São declarações como esta que motivaram o ministro da Defesa, Azeredo Lopes, a exigir um pedido de explicações a esta organização de ensino, escreve esta quarta-feira o Diário de Notícias.

“O Ministério da Defesa Nacional considera absolutamente inaceitável qualquer situação de discriminação, seja por questões de orientação sexual ou quaisquer outras, conforme determinam a Constituição e a Lei”, declarou numa comunicação escrita enviada ao jornal.

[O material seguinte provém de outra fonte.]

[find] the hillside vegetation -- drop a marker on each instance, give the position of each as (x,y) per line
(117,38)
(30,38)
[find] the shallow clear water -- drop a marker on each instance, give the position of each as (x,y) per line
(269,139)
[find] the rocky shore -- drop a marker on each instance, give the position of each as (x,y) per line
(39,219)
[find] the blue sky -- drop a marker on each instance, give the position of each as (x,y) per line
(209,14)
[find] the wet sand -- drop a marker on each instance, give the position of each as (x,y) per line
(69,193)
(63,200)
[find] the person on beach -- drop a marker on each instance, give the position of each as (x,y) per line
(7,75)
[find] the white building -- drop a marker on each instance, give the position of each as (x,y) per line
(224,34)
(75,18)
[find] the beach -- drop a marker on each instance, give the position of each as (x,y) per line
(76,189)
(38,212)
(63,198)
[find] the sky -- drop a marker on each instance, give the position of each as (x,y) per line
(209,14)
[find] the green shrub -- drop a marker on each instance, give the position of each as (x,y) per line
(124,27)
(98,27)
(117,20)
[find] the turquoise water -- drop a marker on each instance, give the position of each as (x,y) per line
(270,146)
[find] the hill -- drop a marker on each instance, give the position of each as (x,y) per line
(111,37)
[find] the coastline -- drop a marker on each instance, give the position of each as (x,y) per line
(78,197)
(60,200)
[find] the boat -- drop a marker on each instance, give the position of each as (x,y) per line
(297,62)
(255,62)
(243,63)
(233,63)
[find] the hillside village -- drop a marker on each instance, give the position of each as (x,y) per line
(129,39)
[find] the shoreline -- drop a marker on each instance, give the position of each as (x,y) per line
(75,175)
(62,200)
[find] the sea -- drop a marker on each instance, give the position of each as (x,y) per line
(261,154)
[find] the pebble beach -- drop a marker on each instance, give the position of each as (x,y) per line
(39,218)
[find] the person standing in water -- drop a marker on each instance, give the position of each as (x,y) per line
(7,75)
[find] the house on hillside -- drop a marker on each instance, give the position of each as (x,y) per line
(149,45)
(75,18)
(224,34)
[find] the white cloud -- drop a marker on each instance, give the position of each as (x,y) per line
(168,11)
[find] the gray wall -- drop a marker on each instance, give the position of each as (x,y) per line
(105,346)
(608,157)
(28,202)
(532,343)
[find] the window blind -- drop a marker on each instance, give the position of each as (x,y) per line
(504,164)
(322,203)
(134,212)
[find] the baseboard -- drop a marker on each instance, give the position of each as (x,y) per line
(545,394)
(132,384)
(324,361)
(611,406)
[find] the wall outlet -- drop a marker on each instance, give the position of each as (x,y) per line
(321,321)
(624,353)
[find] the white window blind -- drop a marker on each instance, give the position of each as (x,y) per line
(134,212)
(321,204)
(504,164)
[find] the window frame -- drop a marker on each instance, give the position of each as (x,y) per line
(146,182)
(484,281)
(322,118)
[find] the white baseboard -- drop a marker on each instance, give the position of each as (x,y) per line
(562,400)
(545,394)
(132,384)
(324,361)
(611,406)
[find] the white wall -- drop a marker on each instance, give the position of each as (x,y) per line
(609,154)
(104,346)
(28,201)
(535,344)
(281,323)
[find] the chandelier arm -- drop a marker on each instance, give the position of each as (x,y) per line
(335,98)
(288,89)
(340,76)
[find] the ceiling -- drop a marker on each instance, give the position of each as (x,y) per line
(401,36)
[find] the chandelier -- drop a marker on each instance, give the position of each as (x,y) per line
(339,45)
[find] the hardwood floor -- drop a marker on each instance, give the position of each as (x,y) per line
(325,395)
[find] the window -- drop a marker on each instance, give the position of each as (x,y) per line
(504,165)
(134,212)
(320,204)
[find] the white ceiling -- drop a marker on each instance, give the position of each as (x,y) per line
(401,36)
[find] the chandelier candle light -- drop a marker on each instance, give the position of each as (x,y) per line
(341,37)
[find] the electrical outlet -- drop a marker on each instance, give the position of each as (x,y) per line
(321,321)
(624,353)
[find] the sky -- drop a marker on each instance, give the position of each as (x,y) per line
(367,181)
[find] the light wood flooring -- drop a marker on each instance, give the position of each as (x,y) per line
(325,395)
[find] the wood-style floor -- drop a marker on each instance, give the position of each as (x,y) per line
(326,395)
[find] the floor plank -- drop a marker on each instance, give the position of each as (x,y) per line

“Considerando que declarações atribuídas à direção do Colégio podem configurar uma inaceitável discriminação face à orientação sexual, por decisão do Senhor Ministro da Defesa Nacional, foi solicitado ao Comando do Exército, que é a entidade que detém a tutela deste estabelecimento militar de ensino, o devido esclarecimento sobre o teor de tais declarações, bem como sobre as medidas que pretende adotar, enquanto responsável pelas orientações superiores deste estabelecimento militar de ensino, para garantir o direito à não discriminação, nomeadamente em função da orientação sexual”, esclareceu o ministério.

Também o Bloco de Esquerda pretende ouvir os responsáveis do Colégio Militar no Parlamento, tendo já apresentado um requerimento à subcomissão da Igualdade e Não Discriminação.

Segundo o DN, o partido considera que, devido às afirmações do subdiretor, é claro que a homossexualidade é “um fator de exclusão no Colégio Militar que dificulta o relacionamento e convivência interna de quem como tal se assuma”.

Os bloquistas acusam ainda o Tenente Coronel de ter uma posição que, de certa maneira, “naturaliza a exclusão daqueles que assumam ou possam vir a assumir a sua homossexualidade, como se de uma inevitabilidade se tratasse”.